By GORDON McLAUCHLAN
A campaign has been unleashed to complain about complaining, and to be negative about negativity, and I object to these muddy generalisations.
The Dean of Christchurch Cathedral, John Bluck, has written a book about it called Killing us Softly, Challenging the Kiwi Culture of Complaint. I don't know about softly but there's certainly a touch of the Chinese water torture about a book that's meant to be popular but is without vivacity, wit or whimsy.
And Chris Laidlaw prattled on about the need for more passivity, more adulation for the successful, on National Radio last Sunday.
Bluck does acknowledge that Kiwis were lied to and cheated by successive governments for near enough to two decades but he doesn't seem to think that's enough to launch a complaining society.
I do. We were told to sit quietly while the playing field was levelled, reassured that such economic landscaping would eventually make us a fit and fecund society with riches for the humblest. Rubbish, as it turned out.

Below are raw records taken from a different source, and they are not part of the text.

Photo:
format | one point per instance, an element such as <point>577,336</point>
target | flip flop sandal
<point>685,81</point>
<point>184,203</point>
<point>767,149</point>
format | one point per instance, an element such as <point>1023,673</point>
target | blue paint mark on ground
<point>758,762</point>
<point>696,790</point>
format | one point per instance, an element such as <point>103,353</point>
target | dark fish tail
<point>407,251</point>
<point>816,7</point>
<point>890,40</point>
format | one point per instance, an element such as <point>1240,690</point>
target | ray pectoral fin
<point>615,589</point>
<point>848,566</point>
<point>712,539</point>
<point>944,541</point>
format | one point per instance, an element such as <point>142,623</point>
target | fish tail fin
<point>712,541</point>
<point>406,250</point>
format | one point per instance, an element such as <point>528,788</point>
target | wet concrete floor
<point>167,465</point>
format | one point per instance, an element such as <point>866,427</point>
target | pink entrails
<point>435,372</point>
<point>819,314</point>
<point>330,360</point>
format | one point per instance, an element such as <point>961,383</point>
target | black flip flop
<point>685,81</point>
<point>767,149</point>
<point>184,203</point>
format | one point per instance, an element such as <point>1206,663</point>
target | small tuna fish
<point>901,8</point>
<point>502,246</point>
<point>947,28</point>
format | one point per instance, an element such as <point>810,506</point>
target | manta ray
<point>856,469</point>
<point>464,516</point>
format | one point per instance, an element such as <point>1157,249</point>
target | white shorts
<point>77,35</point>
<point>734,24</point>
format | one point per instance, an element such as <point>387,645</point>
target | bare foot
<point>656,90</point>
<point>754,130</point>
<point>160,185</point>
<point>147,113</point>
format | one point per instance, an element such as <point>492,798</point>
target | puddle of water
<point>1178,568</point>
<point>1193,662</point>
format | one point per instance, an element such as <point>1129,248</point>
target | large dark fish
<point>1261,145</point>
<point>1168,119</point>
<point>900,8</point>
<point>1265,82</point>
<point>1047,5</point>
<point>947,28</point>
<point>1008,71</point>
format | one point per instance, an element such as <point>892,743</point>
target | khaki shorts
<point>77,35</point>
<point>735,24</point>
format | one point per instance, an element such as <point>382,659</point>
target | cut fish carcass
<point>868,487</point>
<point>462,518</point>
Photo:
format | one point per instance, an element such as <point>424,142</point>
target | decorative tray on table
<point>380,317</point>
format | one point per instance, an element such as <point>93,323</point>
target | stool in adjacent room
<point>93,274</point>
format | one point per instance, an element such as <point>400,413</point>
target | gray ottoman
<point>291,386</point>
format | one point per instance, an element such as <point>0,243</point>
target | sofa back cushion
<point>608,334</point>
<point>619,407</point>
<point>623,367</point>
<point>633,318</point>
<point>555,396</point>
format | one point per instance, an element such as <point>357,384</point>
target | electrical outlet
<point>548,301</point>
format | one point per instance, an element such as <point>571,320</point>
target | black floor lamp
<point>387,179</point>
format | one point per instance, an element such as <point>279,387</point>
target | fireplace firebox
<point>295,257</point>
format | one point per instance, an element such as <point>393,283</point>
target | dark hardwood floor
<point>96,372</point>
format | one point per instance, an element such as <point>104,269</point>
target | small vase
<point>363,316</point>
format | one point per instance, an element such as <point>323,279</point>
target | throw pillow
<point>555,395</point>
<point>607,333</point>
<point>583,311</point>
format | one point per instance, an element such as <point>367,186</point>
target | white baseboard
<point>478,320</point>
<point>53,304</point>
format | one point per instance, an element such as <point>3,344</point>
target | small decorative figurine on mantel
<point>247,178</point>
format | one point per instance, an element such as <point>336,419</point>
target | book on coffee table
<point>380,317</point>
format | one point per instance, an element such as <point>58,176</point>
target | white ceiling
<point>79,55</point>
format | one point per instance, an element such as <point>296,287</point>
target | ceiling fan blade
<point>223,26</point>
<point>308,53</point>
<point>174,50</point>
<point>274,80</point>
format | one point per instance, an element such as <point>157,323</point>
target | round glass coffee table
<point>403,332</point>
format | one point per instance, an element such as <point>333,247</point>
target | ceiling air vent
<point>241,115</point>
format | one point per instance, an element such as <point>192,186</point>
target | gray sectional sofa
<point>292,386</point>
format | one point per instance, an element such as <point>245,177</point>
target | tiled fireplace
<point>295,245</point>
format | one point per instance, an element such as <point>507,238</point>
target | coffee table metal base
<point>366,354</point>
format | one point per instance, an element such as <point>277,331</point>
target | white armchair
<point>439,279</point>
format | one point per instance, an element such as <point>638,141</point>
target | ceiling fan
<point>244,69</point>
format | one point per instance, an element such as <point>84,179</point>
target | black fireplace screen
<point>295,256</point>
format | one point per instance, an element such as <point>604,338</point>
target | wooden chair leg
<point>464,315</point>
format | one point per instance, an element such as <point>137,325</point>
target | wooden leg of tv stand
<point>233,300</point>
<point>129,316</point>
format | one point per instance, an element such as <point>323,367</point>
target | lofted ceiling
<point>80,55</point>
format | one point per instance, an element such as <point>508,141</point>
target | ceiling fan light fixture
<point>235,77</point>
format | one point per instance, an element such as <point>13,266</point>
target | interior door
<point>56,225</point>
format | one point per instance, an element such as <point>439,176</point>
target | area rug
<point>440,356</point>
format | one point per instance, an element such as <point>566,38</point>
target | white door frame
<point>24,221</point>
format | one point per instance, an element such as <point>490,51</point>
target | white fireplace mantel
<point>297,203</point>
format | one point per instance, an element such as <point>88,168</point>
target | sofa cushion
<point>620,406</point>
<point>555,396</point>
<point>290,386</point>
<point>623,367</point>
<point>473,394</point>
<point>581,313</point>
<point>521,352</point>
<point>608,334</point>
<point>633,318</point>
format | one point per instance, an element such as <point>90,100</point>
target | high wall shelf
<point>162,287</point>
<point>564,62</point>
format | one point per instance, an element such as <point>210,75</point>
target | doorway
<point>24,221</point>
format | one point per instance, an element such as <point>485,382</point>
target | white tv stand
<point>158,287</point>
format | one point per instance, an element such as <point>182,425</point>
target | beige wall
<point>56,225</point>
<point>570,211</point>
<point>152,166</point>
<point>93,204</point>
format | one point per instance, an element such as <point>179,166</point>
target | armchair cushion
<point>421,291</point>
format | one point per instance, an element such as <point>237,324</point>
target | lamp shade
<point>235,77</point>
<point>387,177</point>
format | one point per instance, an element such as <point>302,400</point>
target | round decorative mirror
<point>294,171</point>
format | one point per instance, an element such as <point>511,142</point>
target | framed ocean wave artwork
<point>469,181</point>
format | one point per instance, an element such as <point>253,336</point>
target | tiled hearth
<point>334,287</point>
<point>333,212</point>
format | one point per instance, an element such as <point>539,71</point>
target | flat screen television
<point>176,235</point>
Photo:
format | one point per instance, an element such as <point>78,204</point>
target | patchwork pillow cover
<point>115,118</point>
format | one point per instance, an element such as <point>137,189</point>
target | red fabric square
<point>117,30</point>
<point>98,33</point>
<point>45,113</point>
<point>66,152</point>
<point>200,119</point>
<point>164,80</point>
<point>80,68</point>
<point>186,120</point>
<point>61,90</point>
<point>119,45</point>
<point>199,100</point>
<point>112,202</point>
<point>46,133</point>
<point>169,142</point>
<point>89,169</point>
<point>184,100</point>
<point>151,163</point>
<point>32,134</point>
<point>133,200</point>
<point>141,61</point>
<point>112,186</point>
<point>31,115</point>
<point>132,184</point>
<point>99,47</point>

And think of this. You're earning $10 an hour at some menial task and you go for a rise to, say, $11 an hour. No go. But the CEO gets a $40,000 a year rise and the company's losing ground. Do you get negative? You betcha!
Lately we've seen a CEO who earned a quarter of a million dollars a year for exercising great managerial judgment end her career in a bonfire of the vanities, an explosion of bad judgment. How do you think they feel about that at the bottom of the food chain?
That's how we got from she'll be right to chronic complaining in one generation.
Then there's this old carthorse platitude about the Tall Poppy Syndrome, the whinge so frequently on the lips of the famous. (Funny that). Well, what about Britain where they not only chop the poppies down but grind them into the dirt. The newspapers there don't wait for celebrities to make fools of themselves, they set baited lines to catch people like Mark Todd and Sophie Whatshername, the Countess of Wessex.
Chris Laidlaw has been sucked in by this nonsense, berating us on the radio about not having enough unselective regard for the successful. He wants us to be stupidly indiscriminate. For example, we are nagged to love entrepreneurs. Well, there are entrepreneurs and entrepreneurs. I'm a fan of Stephen Tindall and Dick Hubbard - clever, energetic men, successful and each with a social conscience and a sense of community. Some other businessmen I admire haven't been all that successful but they've given it a go. But what about corporate bandits, of whom we've had our share?
The kind of national self-loathing malaise Bluck and Laidlaw think is peculiar to New Zealand is probably no worse here than almost everywhere else. There is, in America, an effluence of boring books berating, as one writer put it, whiny, narcissistic, paunchy baby boomers. Half the people in the US don't bother to vote because they don't think it matters enough, and that's starting to happen in Britain as well. They've opted out. The cult of the victim is global.
New Zealanders nowadays do suffer from justified cynicism. We feel we've been so badly let down we don't believe in anyone any more, least of all ourselves. Something positive, though: we have a Prime Minister now who uses real language. She's not mealy-mouthed, does not use weasel words, is neither smarmy nor condescending. We might strongly dislike some of the things she does, but at least she appears to be straight with us. What a change that is. That's why I think she polls so well.
My biggest complaint, my most sustained negativity, against the Culture of Complaint and Laidlaw's whinge is that they till exhausted soil, lack any kind of real insight.
But all is not lost. As I finished Bluck's book I picked up a new satirical publication from Wellington called The Babylon Express. It's typographically a disaster and its design appalling. In places it's obscene and the quality of its stories very uneven; but I can forgive it all those things because in places it's outrageously, laugh-aloud funny.
I got hope, too, for the future from watching the Sports Cafe nude day report on Wednesday night. They have the Aussie touch. That's what we need more of: vulgar, volcanic, to-hell-with-it, hilarious whingeing.
Creative complaining, that's what they're up to, and good on them. Bluck and Laidlaw are just unforgivably boring.